Program received signal SIGSEGV, Segmentation fault.
[Switching to Thread 0xb5de6b70 (LWP 26946)]
0x009c6502 in BackupServerGet::doImage(std::basic_string<char, std::char_traits, std::allocator > const&, std::basic_string<wchar_t, std::char_traits<wchar_t>, std::allocator<wchar_t> > const&, int, int, bool, std::basic_string<char, std::char_traits, std::allocator >) () from /usr/lib/liburbackupserver.so
Missing separate debuginfos, use: debuginfo-install urbackup-server-1.4.7-11.1.i686
(gdb) run
The program being debugged has been started already.

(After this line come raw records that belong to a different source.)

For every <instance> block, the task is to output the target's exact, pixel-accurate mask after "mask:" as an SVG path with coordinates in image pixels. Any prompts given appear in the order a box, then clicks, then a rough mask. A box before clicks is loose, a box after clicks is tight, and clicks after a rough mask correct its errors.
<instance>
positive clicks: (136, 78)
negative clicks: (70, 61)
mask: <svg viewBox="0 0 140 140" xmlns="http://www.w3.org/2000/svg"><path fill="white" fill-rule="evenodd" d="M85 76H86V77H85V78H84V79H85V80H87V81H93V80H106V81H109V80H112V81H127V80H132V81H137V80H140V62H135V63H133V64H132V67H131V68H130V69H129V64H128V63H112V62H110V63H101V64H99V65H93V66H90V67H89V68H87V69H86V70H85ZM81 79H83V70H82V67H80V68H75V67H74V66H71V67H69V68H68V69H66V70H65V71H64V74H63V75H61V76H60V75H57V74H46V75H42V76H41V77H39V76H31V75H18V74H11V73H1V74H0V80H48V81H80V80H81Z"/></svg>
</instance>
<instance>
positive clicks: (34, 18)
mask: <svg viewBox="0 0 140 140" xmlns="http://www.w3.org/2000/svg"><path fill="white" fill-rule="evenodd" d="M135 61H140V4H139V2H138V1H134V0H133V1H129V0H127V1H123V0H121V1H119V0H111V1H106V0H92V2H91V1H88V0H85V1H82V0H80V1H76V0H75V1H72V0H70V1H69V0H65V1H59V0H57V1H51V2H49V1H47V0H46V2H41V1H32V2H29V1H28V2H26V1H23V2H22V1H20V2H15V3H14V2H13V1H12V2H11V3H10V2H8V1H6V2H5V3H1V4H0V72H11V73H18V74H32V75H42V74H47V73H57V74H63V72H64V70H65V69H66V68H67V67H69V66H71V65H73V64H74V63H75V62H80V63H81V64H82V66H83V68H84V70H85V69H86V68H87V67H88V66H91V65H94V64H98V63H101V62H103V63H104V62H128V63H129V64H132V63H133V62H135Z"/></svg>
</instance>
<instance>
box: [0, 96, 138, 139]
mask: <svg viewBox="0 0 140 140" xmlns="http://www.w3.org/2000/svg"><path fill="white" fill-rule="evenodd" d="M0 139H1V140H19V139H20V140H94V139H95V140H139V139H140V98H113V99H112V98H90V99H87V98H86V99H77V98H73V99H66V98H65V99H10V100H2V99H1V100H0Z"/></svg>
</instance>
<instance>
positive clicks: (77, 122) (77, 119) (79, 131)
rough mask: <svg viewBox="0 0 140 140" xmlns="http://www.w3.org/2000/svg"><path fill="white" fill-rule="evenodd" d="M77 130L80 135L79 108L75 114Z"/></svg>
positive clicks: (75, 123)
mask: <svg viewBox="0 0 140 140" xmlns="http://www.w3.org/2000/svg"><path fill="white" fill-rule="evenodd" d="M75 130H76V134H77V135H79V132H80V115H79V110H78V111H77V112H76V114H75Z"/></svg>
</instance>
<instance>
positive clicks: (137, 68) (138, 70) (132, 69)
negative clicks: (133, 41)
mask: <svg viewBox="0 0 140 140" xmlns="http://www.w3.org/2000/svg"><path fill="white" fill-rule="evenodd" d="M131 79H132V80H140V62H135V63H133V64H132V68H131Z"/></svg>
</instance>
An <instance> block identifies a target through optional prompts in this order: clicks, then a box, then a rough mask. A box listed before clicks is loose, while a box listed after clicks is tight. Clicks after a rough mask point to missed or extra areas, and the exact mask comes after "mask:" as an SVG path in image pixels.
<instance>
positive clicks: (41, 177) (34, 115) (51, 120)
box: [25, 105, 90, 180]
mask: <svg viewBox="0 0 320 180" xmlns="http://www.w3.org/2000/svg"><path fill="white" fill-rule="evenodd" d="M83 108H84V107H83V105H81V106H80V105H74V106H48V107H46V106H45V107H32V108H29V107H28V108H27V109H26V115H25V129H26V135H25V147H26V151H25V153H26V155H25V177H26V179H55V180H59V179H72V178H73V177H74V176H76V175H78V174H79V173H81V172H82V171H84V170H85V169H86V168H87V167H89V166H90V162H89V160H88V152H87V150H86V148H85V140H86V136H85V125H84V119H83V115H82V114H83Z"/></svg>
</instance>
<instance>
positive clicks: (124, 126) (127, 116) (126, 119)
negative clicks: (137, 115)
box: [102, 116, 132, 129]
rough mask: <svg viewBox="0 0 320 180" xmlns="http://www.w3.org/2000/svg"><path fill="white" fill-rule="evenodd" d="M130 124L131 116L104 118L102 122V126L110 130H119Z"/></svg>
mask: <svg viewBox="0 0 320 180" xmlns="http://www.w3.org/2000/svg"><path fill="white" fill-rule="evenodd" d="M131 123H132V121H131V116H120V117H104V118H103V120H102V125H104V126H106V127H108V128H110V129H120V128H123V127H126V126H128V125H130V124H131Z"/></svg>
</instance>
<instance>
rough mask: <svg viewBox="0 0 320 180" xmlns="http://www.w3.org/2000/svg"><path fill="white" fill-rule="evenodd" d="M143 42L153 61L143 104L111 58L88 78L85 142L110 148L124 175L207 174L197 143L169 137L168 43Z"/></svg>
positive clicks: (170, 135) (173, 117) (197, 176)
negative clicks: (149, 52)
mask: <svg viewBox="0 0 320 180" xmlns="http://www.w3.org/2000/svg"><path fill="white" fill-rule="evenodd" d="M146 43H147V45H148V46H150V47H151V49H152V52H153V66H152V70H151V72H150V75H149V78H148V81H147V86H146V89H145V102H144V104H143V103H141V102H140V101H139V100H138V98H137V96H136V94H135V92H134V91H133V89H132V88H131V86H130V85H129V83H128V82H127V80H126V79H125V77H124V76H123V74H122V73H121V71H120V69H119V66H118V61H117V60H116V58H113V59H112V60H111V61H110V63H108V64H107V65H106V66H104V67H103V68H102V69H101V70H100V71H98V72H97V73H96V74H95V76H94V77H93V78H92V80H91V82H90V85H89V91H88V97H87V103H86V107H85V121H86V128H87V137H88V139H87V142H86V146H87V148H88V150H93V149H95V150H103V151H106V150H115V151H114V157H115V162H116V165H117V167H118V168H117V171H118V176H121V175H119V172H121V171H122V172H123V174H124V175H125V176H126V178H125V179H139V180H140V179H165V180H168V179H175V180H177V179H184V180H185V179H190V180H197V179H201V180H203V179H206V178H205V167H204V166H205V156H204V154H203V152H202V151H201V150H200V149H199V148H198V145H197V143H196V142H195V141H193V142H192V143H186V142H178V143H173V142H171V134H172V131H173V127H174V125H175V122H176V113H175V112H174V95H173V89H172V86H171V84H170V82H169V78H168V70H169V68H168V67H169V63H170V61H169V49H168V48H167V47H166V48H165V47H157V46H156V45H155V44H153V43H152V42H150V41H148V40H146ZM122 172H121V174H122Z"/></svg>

Start it from the beginning? (y or n) n
Program not restarted.
(gdb) bt

0 0x009c6502 in BackupServerGet::doImage(std::basic_string<char, std::char_traits, std::allocator > const&, std::basic_string<wchar_t, std::char_traits<wchar_t>, std::allocator<wchar_t> > const&, int, int, bool, std::basic_string<char, std::char_traits, std::allocator >) () from /usr/lib/liburbackupserver.so
1 0x009b0aa0 in BackupServerGet::operator()() () from /usr/lib/liburbackupserver.so
2 0x0809043f in CPoolThread::operator() (this=0xb7d256d0) at ThreadPool.cpp:41
3 0x08059750 in thread_helper_f (t=0xb7d256d0) at Server.cpp:1312
4 0x0026fb39 in start_thread () from /lib/libpthread.so.0
5 0x00366c2e in clone () from /lib/libc.so.6

/home/urbackup-server-1.4.7/Server.cpp:1331: undefined reference to pthread_attr_setstacksize' /home/urbackup-server-1.4.7/Server.cpp:1335: undefined reference to pthread_create’

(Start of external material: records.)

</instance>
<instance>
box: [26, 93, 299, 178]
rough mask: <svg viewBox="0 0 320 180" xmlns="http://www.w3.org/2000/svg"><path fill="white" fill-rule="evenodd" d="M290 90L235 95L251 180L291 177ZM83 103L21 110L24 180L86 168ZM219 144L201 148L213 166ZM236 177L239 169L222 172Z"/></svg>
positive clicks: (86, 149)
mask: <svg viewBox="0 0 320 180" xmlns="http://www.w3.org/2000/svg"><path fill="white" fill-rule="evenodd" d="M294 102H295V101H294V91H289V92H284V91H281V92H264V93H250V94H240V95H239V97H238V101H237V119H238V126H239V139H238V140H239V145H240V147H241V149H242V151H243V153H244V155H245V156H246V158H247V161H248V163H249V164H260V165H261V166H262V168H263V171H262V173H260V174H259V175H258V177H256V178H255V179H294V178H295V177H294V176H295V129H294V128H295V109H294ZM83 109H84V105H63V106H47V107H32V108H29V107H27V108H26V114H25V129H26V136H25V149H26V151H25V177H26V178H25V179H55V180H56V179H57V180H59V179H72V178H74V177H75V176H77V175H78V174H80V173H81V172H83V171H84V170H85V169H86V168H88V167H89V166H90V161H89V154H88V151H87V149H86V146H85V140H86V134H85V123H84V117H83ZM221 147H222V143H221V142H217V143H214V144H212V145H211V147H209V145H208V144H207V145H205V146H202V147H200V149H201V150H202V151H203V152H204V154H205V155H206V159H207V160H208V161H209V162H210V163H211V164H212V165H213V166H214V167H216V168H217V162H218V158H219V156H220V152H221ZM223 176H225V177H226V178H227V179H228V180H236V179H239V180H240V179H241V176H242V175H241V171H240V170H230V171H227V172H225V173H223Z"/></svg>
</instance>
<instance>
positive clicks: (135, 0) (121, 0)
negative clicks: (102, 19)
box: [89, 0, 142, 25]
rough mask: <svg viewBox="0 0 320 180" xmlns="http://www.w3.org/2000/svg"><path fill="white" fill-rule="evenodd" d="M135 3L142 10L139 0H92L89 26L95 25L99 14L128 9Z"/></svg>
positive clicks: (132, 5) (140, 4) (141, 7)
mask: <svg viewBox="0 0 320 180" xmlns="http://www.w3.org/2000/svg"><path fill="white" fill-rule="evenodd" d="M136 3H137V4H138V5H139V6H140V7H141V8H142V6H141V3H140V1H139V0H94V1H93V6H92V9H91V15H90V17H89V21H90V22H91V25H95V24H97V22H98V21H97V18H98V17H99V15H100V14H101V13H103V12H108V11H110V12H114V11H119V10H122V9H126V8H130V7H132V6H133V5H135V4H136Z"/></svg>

/home/urbackup-server-1.4.7/Server.cpp:1336: undefined reference to pthread_detach' Mutex_lin.o: In function CMutex::TryLock()’:
/home/urbackup-server-1.4.7/Mutex_lin.cpp:72: undefined reference to pthread_mutex_trylock' Mutex_lin.o: In function CMutex’:
/home/urbackup-server-1.4.7/Mutex_lin.cpp:28: undefined reference to pthread_mutexattr_init' /home/urbackup-server-1.4.7/Mutex_lin.cpp:33: undefined reference to pthread_mutexattr_settype’

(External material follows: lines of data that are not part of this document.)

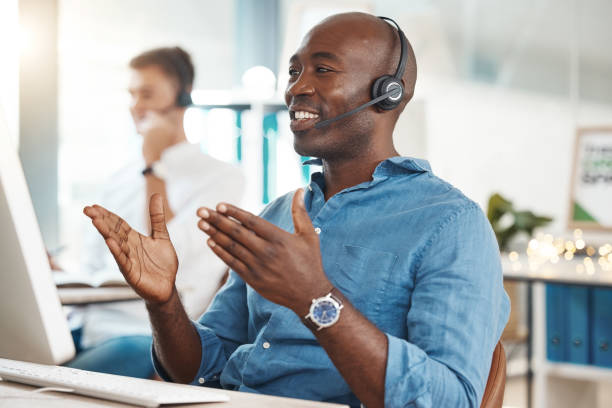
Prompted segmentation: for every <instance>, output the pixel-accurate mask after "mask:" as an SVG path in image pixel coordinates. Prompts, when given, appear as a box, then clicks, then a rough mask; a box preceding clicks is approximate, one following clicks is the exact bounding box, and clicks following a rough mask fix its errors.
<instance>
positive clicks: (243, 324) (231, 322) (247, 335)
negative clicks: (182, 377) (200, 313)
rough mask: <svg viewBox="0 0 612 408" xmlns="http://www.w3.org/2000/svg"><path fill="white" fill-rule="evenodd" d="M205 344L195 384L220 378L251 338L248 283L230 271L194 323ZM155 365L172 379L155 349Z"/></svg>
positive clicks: (206, 381)
mask: <svg viewBox="0 0 612 408" xmlns="http://www.w3.org/2000/svg"><path fill="white" fill-rule="evenodd" d="M192 323H193V325H194V327H195V329H196V331H197V332H198V335H199V336H200V342H201V344H202V359H201V361H200V367H199V369H198V373H197V374H196V376H195V377H194V378H193V380H192V381H191V382H190V384H192V385H203V384H209V383H210V382H215V381H219V378H220V376H221V372H222V371H223V369H224V368H225V365H226V363H227V360H228V359H229V356H230V355H231V354H232V353H233V352H234V350H236V348H237V347H238V346H240V345H241V344H244V343H246V342H247V340H248V330H247V328H248V311H247V308H246V285H245V283H244V281H243V280H242V279H241V278H240V277H239V276H238V275H236V273H235V272H234V271H230V274H229V278H228V281H227V282H226V284H225V285H224V286H223V288H221V290H220V291H219V293H217V295H216V296H215V298H214V299H213V302H212V304H211V305H210V307H209V309H208V310H207V312H206V313H205V314H204V315H203V316H202V317H201V318H200V320H199V321H198V322H192ZM152 358H153V365H154V367H155V370H156V371H157V373H158V374H159V376H160V377H161V378H163V379H164V380H165V381H172V380H171V379H170V377H169V376H168V374H167V373H166V371H165V370H164V368H163V367H162V365H161V364H160V362H159V360H158V359H157V356H156V354H155V349H154V348H153V349H152Z"/></svg>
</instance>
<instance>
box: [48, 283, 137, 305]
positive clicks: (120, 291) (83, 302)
mask: <svg viewBox="0 0 612 408" xmlns="http://www.w3.org/2000/svg"><path fill="white" fill-rule="evenodd" d="M57 293H58V295H59V298H60V302H62V305H64V306H68V305H82V304H91V303H108V302H119V301H124V300H138V299H140V296H138V295H137V294H136V292H134V291H133V290H132V288H129V287H125V286H123V287H106V288H58V289H57Z"/></svg>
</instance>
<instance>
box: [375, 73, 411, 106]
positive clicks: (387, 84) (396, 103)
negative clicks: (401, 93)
mask: <svg viewBox="0 0 612 408" xmlns="http://www.w3.org/2000/svg"><path fill="white" fill-rule="evenodd" d="M393 84H395V86H397V87H399V88H400V90H401V92H402V94H401V95H402V96H403V93H404V88H403V87H402V84H401V83H400V82H398V81H397V79H395V77H394V76H392V75H383V76H381V77H380V78H378V79H376V81H374V84H373V85H372V99H376V98H378V97H379V96H381V95H384V94H385V93H386V92H387V89H389V90H391V89H393V86H392V85H393ZM402 96H400V97H399V98H397V100H393V99H392V98H391V97H388V98H385V99H383V100H382V101H380V102H378V103H377V104H376V106H378V107H379V108H381V109H384V110H391V109H394V108H396V107H397V105H399V104H400V102H401V101H402Z"/></svg>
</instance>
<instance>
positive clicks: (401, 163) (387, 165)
mask: <svg viewBox="0 0 612 408" xmlns="http://www.w3.org/2000/svg"><path fill="white" fill-rule="evenodd" d="M302 164H303V165H307V164H310V165H318V166H321V165H322V164H323V161H322V160H321V159H317V158H313V159H309V160H306V161H305V162H303V163H302ZM425 172H431V166H430V165H429V162H428V161H427V160H424V159H417V158H413V157H402V156H395V157H390V158H388V159H386V160H383V161H382V162H380V163H379V164H378V166H376V169H374V174H372V180H370V181H366V182H364V183H361V184H359V185H356V186H353V187H349V188H347V189H346V190H344V191H345V192H346V191H352V190H357V189H361V188H368V187H372V186H374V185H376V184H378V183H379V182H381V181H383V180H385V179H387V178H388V177H390V176H394V175H399V174H410V173H425ZM309 186H310V188H309V190H310V191H312V193H313V194H314V193H315V191H313V190H319V191H320V193H321V194H322V192H323V190H324V188H325V178H324V177H323V173H322V172H315V173H313V174H311V176H310V184H309ZM310 199H312V197H310ZM307 208H308V207H307Z"/></svg>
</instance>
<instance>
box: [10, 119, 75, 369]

/home/urbackup-server-1.4.7/Mutex_lin.cpp:43: undefined reference to pthread_mutexattr_destroy' sqlite3.o: In function pthreadMutexTry’:
/home/urbackup-server-1.4.7/sqlite/sqlite3.c:18355: undefined reference to pthread_mutex_trylock' sqlite3.o: In function pthreadMutexAlloc’:
/home/urbackup-server-1.4.7/sqlite/sqlite3.c:18223: undefined reference to pthread_mutexattr_init' /home/urbackup-server-1.4.7/sqlite/sqlite3.c:18224: undefined reference to pthread_mutexattr_settype’
/home/urbackup-server-1.4.7/sqlite/sqlite3.c:18226: undefined reference to pthread_mutexattr_destroy' collect2: ld returned 1 exit status make[2]: *** [urbackup_srv] Error 1 make[2]: Leaving directory /home/urbackup-server-1.4.7’
make[1]: *** [all-recursive] Error 1
make[1]: Leaving directory `/home/urbackup-server-1.4.7’
make: *** [all] Error 2

Any ideas what could I do now ? ( CentOS 6…)

I think I may have fixed the issue with 1.4.8.